Let’s be clear. Supporting free speech does not require you to allow people to trespass or to shut down public highways. It is perfectly in keeping with, say, US 1st Amendment principles to be a strong supporter of free speech principles (full disclosure, as I am) and yet to place some limits on it. Some would be substantive limits. Most all of us would block speech that incites violence or that deals in children’s pornography. But there can be procedural limits too. For instance, it is bog standard even for the strongest of free-speechers to place a few limits on where speech can take place. Hence, it is wholly in keeping with being a strong supporter of free speech to take the position that ‘you can say what you want, but not on my front lawn with a loudspeaker’. Provided other laws are not just indirect means to limit speech one dislikes and there is nothing whatsoever wrong with upholding those other laws.
And that takes us to the university campus sit-ins or encampments mostly proclaiming their support for the Gaza Palestinians. What starts in the US eventually reaches our shores, somewhat enervated and worn out. So it is with these university encampments. Be clear though. The protesters are trespassing. Nothing about free speech hands a free pass to anyone – students or non-students – to takeover university buildings or to set up encampments on university lands. Asking or forcing them to move on, under pain of suspension, expulsion, or criminal prosecution, is not a direct attack on free speech any more than calling the police to remove the guy with the loudspeaker outside your front window is. University top officials decide whether they want to move them on. Or not. Sure, they have myriad other factors and values to consider but just because the protest is important to some sub-group of the university community is not any sort of knock-out consideration. In the US some universities (mostly in the south-east) have simply warned the protesting students to move on and then, after a day or two, sent in the police and suspended the students. Other universities (most obviously elite Ivy League ones) have left the students in place for a long, long time.
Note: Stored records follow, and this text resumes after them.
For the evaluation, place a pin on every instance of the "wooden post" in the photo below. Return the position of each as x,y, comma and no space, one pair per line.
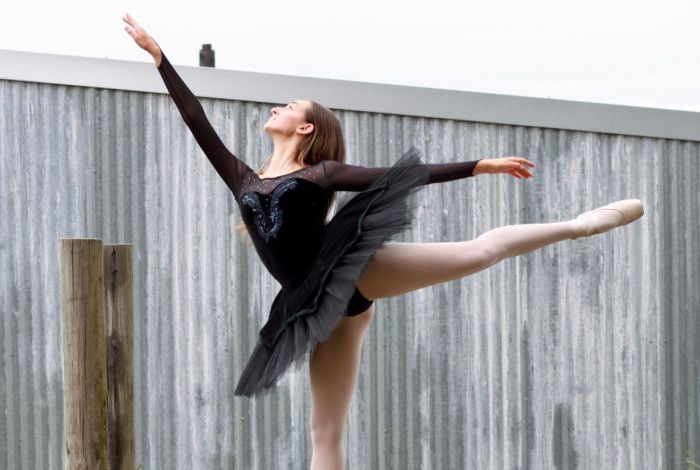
84,358
119,320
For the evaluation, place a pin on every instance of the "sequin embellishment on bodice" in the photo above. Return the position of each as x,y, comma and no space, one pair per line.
266,211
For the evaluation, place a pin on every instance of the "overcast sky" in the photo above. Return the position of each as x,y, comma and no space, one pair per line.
640,53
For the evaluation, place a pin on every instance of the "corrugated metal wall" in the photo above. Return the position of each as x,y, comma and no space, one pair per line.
584,354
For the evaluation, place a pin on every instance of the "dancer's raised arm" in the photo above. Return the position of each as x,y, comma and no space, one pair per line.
227,165
344,177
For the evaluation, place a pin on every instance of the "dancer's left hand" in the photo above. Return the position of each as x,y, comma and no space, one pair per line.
516,166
The next point to make concerns the issue of what the Americans call ‘content neutrality’. Trespass laws apply to everyone. There is no weighting towards or against one set of views over another. But when they’re invoked can be non-neutral. Given that the top university administrators have to make a call on whether and/or when to remove the trespassing protesters a background question is whether you think these administrators are (or would be) neutral in how they would likely approach protesting and encamping students. Would they make the same calls as regards pro-Palestinian and pro-Hamas students as they would if campus quadrangles were taken over by protesters against transgender encroachments on women-only spaces or women’s sports? Or if protesters for One Nation or in support of Donald Trump were doing this? Personally, I have massive doubts. Last year’s Voice referendum starkly revealed what many of us suspected – university administrators are as skewed to the political left as the academics are, maybe more so. (The data on this is plentiful or just read Jonathan Haidt, a left-leaning US academic who details and laments the collapse of viewpoint diversity on campuses.) Two-thirds of our publicly-funded universities came out officially for ‘Yes’ in a party political referendum. The other third was officially neutral but as anyone could tell you they ran information sessions and sent out emails that made plain the hierarchy was strongly in the ‘Yes’ camp too. If you’ll openly take sides on an issue that splits the two main political parties, and you’re a taxpayer-funded institution, there are some strong grounds for doubting just how content-neutral our top university officials would be in deciding when to clear out protesting trespassers.
Here are two observations to finish. Firstly, and cards fully on the table, I am strongly in the Israeli camp on this matter. As the only democracy in the region, and the only one that affords equal rights to all minority groups (including Muslim Arab citizens who do not seem to be rushing to leave for Syria or Jordan or Palestine) it is responding to a brutal, ruthless attack. When the Nazis attacked us and we finally got the upper hand we fought back to win. In fact, we bombed Dresden into rubble. Starting wars has consequences. I also doubt there is a real demand for two states amongst Hamas and many Palestinians because the deal Bill Clinton got them was better than any that will ever be on the table. And it was flat-out rejected. But that’s just my substantive take on the matter. In terms of free speech I am actually glad these protests got off the ground and the encampments established. Why? Because as John Stuart Mill long ago noted, it is always better to know where you stand and what others think. The comfort of wilful blindness is short-term only and a mistake. All Australians can now see what many of the students going through our education system believe and think. And what some faculty and outsiders believe too. Knowing the state of our education system is a good thing even if it’s not good news.
The second observation is this. Australia is basically unique in the Anglosphere in having most university students live at home and commute in and out of uni. In my native Canada, in the US, in Britain, and even in New Zealand, most students leave home when they go to university. I’ve always thought that’s a downside to Australian university life. Residence universities are more fun and they teach you about life as an independent person. But we can all now see there’s an unintended benefit to the Aussie set-up. Commuting students who only come on to campus once or twice a week, usually for short periods, are hard to radicalise. On the whole, they’re apathetic about campus life. Turns out, unexpectedly, that can be an unintended plus when you look at US campuses at the moment.